Winter 2017 Newsletter: A Bipartisan Solution

Author Frederic C. Rich (left) discussed his book Getting to Green with Gary Eichten (right).

From the pulpit of a 120-year-old church, Frederic Rich delivered a timeless message.

“We all know what the [environmental] problems are and we even generally know what the solutions are,” Rich said. “So why can’t we muster the will to do what needs to be done to make the changes?”

Speaking to a sanctuary filled with Minnesotans, ranging from interested individuals to some of the most important voices in the state’s environmental movement, the author of the book Getting to Green: Saving Nature: A Bipartisan Solution shared a message that was a little disruptive, but also very necessary.

In his talk, sponsored by Conservation Minnesota, Rich laid out his basic argument for why he believes the Green Movement in this country is stuck in neutral and what needs to be done to get it moving again.

Rich explained that the environmental protection framework of this country was passed by Congress in a bipartisan, and in some cases, nearly unanimous fashion.

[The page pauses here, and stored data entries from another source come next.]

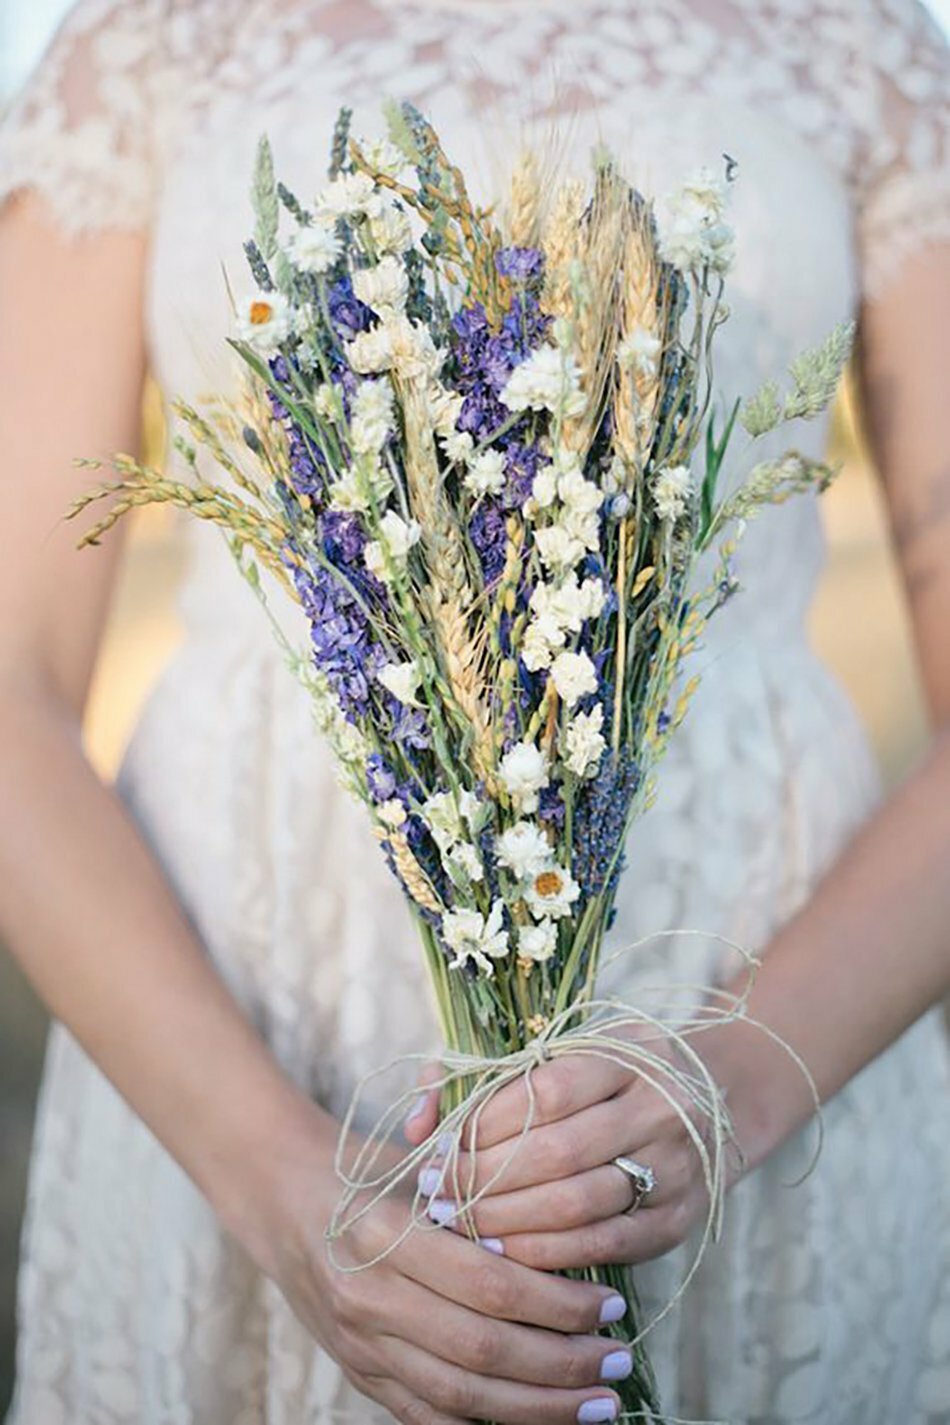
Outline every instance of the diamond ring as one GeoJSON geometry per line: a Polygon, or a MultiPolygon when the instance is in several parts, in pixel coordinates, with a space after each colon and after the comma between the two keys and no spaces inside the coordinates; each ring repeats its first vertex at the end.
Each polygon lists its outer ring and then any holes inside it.
{"type": "Polygon", "coordinates": [[[633,1184],[633,1201],[624,1208],[624,1215],[636,1212],[643,1199],[656,1187],[656,1174],[648,1163],[638,1163],[634,1158],[623,1156],[612,1159],[615,1168],[630,1179],[633,1184]]]}

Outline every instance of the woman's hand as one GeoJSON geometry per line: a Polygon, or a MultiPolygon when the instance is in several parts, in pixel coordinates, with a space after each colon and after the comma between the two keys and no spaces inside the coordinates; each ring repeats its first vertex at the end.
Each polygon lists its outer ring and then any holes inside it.
{"type": "Polygon", "coordinates": [[[410,1211],[398,1193],[335,1245],[344,1267],[374,1264],[341,1271],[323,1236],[339,1192],[325,1157],[280,1176],[278,1213],[245,1243],[353,1385],[397,1420],[617,1418],[619,1400],[600,1382],[629,1375],[630,1352],[596,1334],[626,1311],[616,1292],[532,1271],[424,1221],[392,1248],[410,1211]]]}
{"type": "MultiPolygon", "coordinates": [[[[662,1052],[672,1058],[671,1050],[662,1052]]],[[[567,1054],[536,1069],[531,1083],[526,1134],[529,1095],[522,1079],[481,1111],[477,1151],[463,1137],[453,1181],[466,1198],[485,1189],[471,1212],[480,1237],[494,1239],[514,1261],[555,1271],[662,1256],[705,1217],[709,1199],[696,1143],[680,1113],[646,1079],[616,1063],[567,1054]],[[613,1162],[620,1156],[655,1174],[655,1187],[634,1211],[636,1185],[613,1162]]],[[[686,1106],[682,1096],[679,1101],[686,1106]]],[[[686,1112],[708,1150],[706,1125],[694,1109],[686,1112]]],[[[431,1132],[436,1113],[430,1091],[407,1123],[411,1141],[431,1132]]],[[[735,1162],[727,1172],[731,1185],[735,1162]]],[[[439,1160],[423,1170],[420,1187],[431,1197],[433,1220],[464,1230],[439,1160]]]]}

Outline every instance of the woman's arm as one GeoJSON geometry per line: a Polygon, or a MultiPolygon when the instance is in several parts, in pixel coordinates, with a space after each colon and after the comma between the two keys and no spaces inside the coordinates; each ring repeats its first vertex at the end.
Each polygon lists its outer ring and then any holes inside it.
{"type": "MultiPolygon", "coordinates": [[[[283,1075],[85,760],[118,540],[78,553],[62,516],[88,479],[73,458],[137,440],[144,262],[138,236],[66,242],[32,197],[0,216],[0,935],[360,1389],[421,1425],[608,1418],[617,1397],[596,1382],[624,1353],[593,1333],[624,1303],[606,1289],[448,1234],[414,1233],[366,1273],[329,1266],[338,1125],[283,1075]]],[[[351,1260],[406,1211],[369,1214],[351,1260]]]]}
{"type": "MultiPolygon", "coordinates": [[[[775,937],[749,999],[750,1016],[801,1055],[823,1101],[950,990],[948,331],[950,255],[931,251],[865,310],[859,351],[933,744],[775,937]]],[[[738,992],[744,979],[741,972],[727,988],[738,992]]],[[[749,1025],[717,1025],[694,1046],[727,1090],[746,1170],[811,1116],[798,1068],[749,1025]]],[[[534,1086],[538,1126],[476,1209],[478,1231],[544,1267],[635,1262],[681,1241],[707,1200],[695,1148],[661,1096],[622,1071],[568,1059],[539,1070],[534,1086]],[[622,1215],[630,1185],[609,1166],[620,1153],[654,1168],[649,1211],[622,1215]],[[551,1179],[561,1181],[559,1192],[544,1186],[551,1179]]],[[[526,1107],[523,1091],[509,1088],[483,1113],[476,1188],[505,1162],[526,1107]]],[[[426,1127],[422,1114],[411,1133],[426,1127]]],[[[463,1174],[468,1167],[462,1164],[463,1174]]],[[[732,1172],[734,1180],[738,1165],[732,1172]]]]}

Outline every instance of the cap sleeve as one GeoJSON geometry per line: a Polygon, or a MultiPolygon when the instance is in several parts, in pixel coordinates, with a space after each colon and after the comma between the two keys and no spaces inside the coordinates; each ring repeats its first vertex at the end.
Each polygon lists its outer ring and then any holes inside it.
{"type": "Polygon", "coordinates": [[[79,0],[0,121],[0,203],[39,193],[69,234],[148,225],[160,0],[79,0]]]}
{"type": "Polygon", "coordinates": [[[872,124],[856,173],[864,295],[950,240],[950,51],[918,0],[874,0],[867,44],[872,124]]]}

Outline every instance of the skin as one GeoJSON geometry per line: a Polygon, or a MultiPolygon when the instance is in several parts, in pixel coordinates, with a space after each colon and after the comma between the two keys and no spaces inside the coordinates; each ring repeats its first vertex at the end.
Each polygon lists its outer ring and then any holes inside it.
{"type": "MultiPolygon", "coordinates": [[[[750,1016],[805,1061],[822,1102],[950,992],[948,327],[950,252],[934,247],[866,305],[858,349],[931,745],[766,947],[749,999],[750,1016]]],[[[742,985],[740,974],[727,988],[742,985]]],[[[788,1056],[749,1025],[716,1026],[693,1043],[726,1091],[744,1155],[744,1164],[734,1149],[727,1155],[731,1186],[807,1122],[813,1100],[788,1056]]],[[[483,1110],[477,1151],[463,1152],[459,1163],[461,1182],[473,1192],[487,1188],[474,1209],[475,1230],[500,1239],[507,1256],[544,1268],[642,1262],[670,1251],[705,1218],[699,1155],[682,1119],[644,1080],[568,1056],[535,1072],[534,1092],[533,1126],[494,1185],[525,1122],[523,1084],[503,1089],[483,1110]],[[631,1184],[611,1162],[619,1154],[656,1174],[656,1188],[632,1213],[631,1184]]],[[[431,1131],[436,1111],[430,1091],[407,1124],[412,1142],[431,1131]]]]}
{"type": "MultiPolygon", "coordinates": [[[[557,1425],[590,1399],[616,1408],[598,1384],[617,1349],[596,1334],[604,1288],[437,1232],[366,1273],[331,1266],[339,1125],[282,1073],[85,758],[122,532],[80,553],[62,514],[88,483],[77,454],[135,448],[145,267],[144,237],[67,241],[33,196],[0,214],[0,940],[315,1340],[398,1420],[557,1425]]],[[[398,1236],[406,1211],[368,1213],[348,1263],[398,1236]]]]}

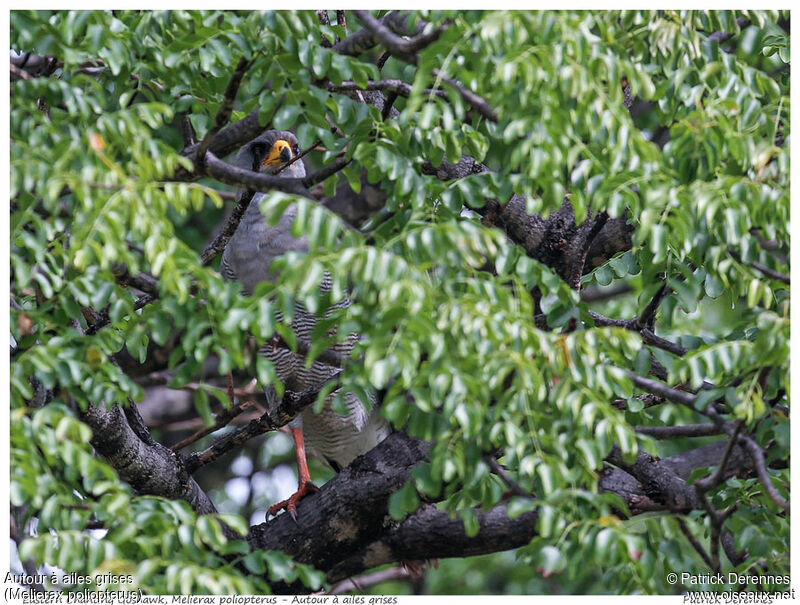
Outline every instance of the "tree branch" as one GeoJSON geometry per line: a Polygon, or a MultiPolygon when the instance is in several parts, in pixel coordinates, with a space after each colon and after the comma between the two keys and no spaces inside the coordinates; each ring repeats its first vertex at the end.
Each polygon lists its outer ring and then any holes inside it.
{"type": "Polygon", "coordinates": [[[747,450],[747,453],[750,454],[750,457],[753,459],[758,480],[764,487],[764,491],[767,492],[767,495],[775,504],[780,506],[788,513],[790,511],[789,503],[784,500],[783,496],[781,496],[778,493],[778,490],[775,489],[775,486],[772,484],[772,479],[767,472],[767,463],[766,460],[764,460],[764,451],[749,435],[739,435],[738,440],[739,445],[744,447],[747,450]]]}
{"type": "Polygon", "coordinates": [[[160,443],[143,441],[122,408],[89,406],[81,419],[92,429],[92,447],[137,492],[185,500],[199,514],[217,512],[181,460],[160,443]]]}
{"type": "MultiPolygon", "coordinates": [[[[409,63],[416,63],[416,57],[414,55],[438,40],[442,32],[450,25],[449,20],[446,20],[432,31],[428,33],[419,33],[410,40],[406,40],[395,35],[382,20],[373,17],[369,11],[356,10],[353,12],[364,27],[372,33],[374,39],[379,41],[386,50],[409,63]]],[[[424,29],[425,25],[426,24],[423,24],[422,29],[424,29]]],[[[335,48],[336,47],[334,47],[334,49],[335,48]]]]}
{"type": "Polygon", "coordinates": [[[650,378],[644,378],[642,376],[638,376],[628,370],[625,370],[625,373],[628,375],[628,378],[631,379],[633,384],[635,384],[640,389],[647,391],[648,393],[653,393],[654,395],[659,395],[664,399],[668,399],[669,401],[672,401],[674,403],[680,403],[681,405],[685,405],[686,407],[694,409],[694,402],[696,397],[691,393],[686,393],[685,391],[679,391],[678,389],[673,389],[672,387],[664,384],[663,382],[658,382],[657,380],[651,380],[650,378]]]}
{"type": "Polygon", "coordinates": [[[728,428],[736,424],[735,420],[725,425],[711,422],[707,424],[684,424],[681,426],[635,426],[633,430],[640,435],[647,435],[655,439],[682,439],[685,437],[710,437],[711,435],[724,435],[728,428]]]}
{"type": "MultiPolygon", "coordinates": [[[[427,23],[420,19],[416,26],[411,29],[408,27],[409,13],[404,11],[391,12],[383,16],[380,22],[400,36],[414,36],[425,29],[427,23]]],[[[377,46],[380,39],[367,27],[351,34],[341,42],[333,45],[333,50],[342,55],[360,55],[363,52],[377,46]]]]}
{"type": "Polygon", "coordinates": [[[478,533],[469,536],[460,517],[423,504],[399,526],[379,540],[352,554],[328,571],[337,581],[354,570],[394,561],[470,557],[524,546],[536,535],[538,512],[529,511],[511,519],[505,504],[478,512],[478,533]]]}
{"type": "MultiPolygon", "coordinates": [[[[701,508],[686,479],[694,468],[718,465],[727,440],[658,460],[643,452],[626,465],[612,451],[601,473],[603,491],[619,494],[631,512],[701,508]],[[622,470],[624,469],[624,470],[622,470]]],[[[430,444],[403,432],[390,435],[373,450],[359,456],[319,492],[300,501],[299,524],[279,515],[251,528],[254,548],[279,549],[324,571],[330,582],[398,560],[462,557],[506,550],[527,544],[536,535],[536,512],[509,519],[505,505],[478,513],[480,531],[469,537],[460,518],[431,505],[423,505],[401,523],[387,523],[388,502],[423,461],[430,444]],[[356,522],[355,520],[358,520],[356,522]]],[[[736,447],[728,472],[741,473],[752,461],[736,447]]],[[[300,586],[285,587],[289,592],[300,586]]]]}
{"type": "Polygon", "coordinates": [[[228,82],[228,86],[225,88],[225,93],[222,95],[222,103],[220,104],[219,110],[217,110],[217,115],[214,118],[214,126],[208,129],[206,136],[204,136],[203,140],[200,141],[200,145],[197,148],[196,163],[197,168],[201,172],[205,171],[206,152],[211,146],[214,137],[222,129],[222,127],[228,123],[228,120],[231,119],[231,113],[233,113],[233,103],[236,100],[236,93],[239,92],[239,86],[242,83],[242,78],[244,78],[244,74],[250,65],[251,61],[248,61],[244,57],[239,59],[239,64],[233,71],[231,79],[228,82]]]}
{"type": "Polygon", "coordinates": [[[200,263],[203,266],[209,265],[211,261],[216,258],[217,254],[222,252],[225,249],[225,246],[228,245],[228,242],[236,232],[236,228],[239,226],[244,213],[250,206],[250,202],[253,201],[254,195],[255,191],[251,189],[242,189],[240,191],[239,199],[236,201],[236,205],[233,207],[228,219],[225,221],[225,225],[222,227],[214,240],[205,248],[203,248],[203,252],[200,254],[200,263]]]}
{"type": "Polygon", "coordinates": [[[757,262],[745,263],[742,261],[742,257],[739,256],[739,253],[736,252],[736,250],[734,250],[730,246],[728,246],[728,254],[730,254],[734,259],[736,259],[736,262],[739,262],[748,267],[752,267],[753,269],[755,269],[756,271],[760,271],[767,277],[771,277],[772,279],[777,279],[778,281],[783,282],[787,286],[790,285],[791,278],[788,275],[785,275],[779,271],[775,271],[775,269],[770,269],[769,267],[767,267],[766,265],[762,265],[761,263],[757,262]]]}
{"type": "Polygon", "coordinates": [[[313,199],[303,185],[303,179],[289,179],[239,168],[220,160],[210,149],[206,156],[206,171],[209,176],[218,181],[241,189],[263,192],[282,191],[313,199]]]}
{"type": "Polygon", "coordinates": [[[456,92],[461,96],[461,98],[472,105],[473,109],[475,109],[484,118],[490,122],[497,122],[497,111],[492,109],[492,106],[489,105],[489,102],[486,99],[472,92],[458,80],[446,76],[438,69],[433,70],[433,75],[447,85],[455,88],[456,92]]]}
{"type": "Polygon", "coordinates": [[[340,379],[341,370],[337,371],[319,385],[300,393],[286,390],[274,411],[265,412],[260,418],[251,420],[241,429],[238,429],[230,435],[220,437],[202,452],[196,452],[188,456],[185,460],[187,471],[189,473],[194,473],[201,466],[214,462],[245,441],[289,424],[303,408],[317,400],[317,395],[319,395],[323,388],[331,384],[338,385],[340,379]]]}
{"type": "MultiPolygon", "coordinates": [[[[402,80],[370,80],[364,86],[353,82],[352,80],[346,80],[341,84],[334,84],[333,82],[329,82],[326,86],[327,90],[330,92],[349,92],[355,90],[380,90],[383,92],[391,92],[396,95],[400,95],[401,97],[408,97],[411,95],[411,84],[407,82],[403,82],[402,80]]],[[[436,95],[440,99],[444,99],[445,101],[448,100],[447,93],[442,90],[441,88],[426,88],[423,91],[425,95],[436,95]]]]}

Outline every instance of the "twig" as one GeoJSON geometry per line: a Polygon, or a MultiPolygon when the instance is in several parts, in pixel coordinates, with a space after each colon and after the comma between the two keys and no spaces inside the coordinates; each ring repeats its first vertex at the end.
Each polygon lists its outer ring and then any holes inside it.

But that work all happened a quarter century ago, and no major environmental legislation has come out of Washington since.

Over 700 Minnesotans
registered for this
important discussion
held in late October.

He said that the bipartisan support enjoyed by environmental issues has dissolved over the past few decades as both sides began to mistrust the motives of their colleagues across the aisle.

“The perception that we (environmentalists) care more about nature than people is devastating to our message,” Rich said. “And their meme of saying every environmental regulation is a job killer is demonstrably false, but it’s been extremely effective.”

Rich urged those in attendance to lead the charge. To bridge the gap, he encouraged refocusing the messaging to set aside the divisive economic factors and focus instead on making the movement more welcoming to the vast majority of Americans who share land stewardship values and still believe that the environment is worth protecting.

“History teaches that fundamental shifts are not only possible, they’re inevitable.”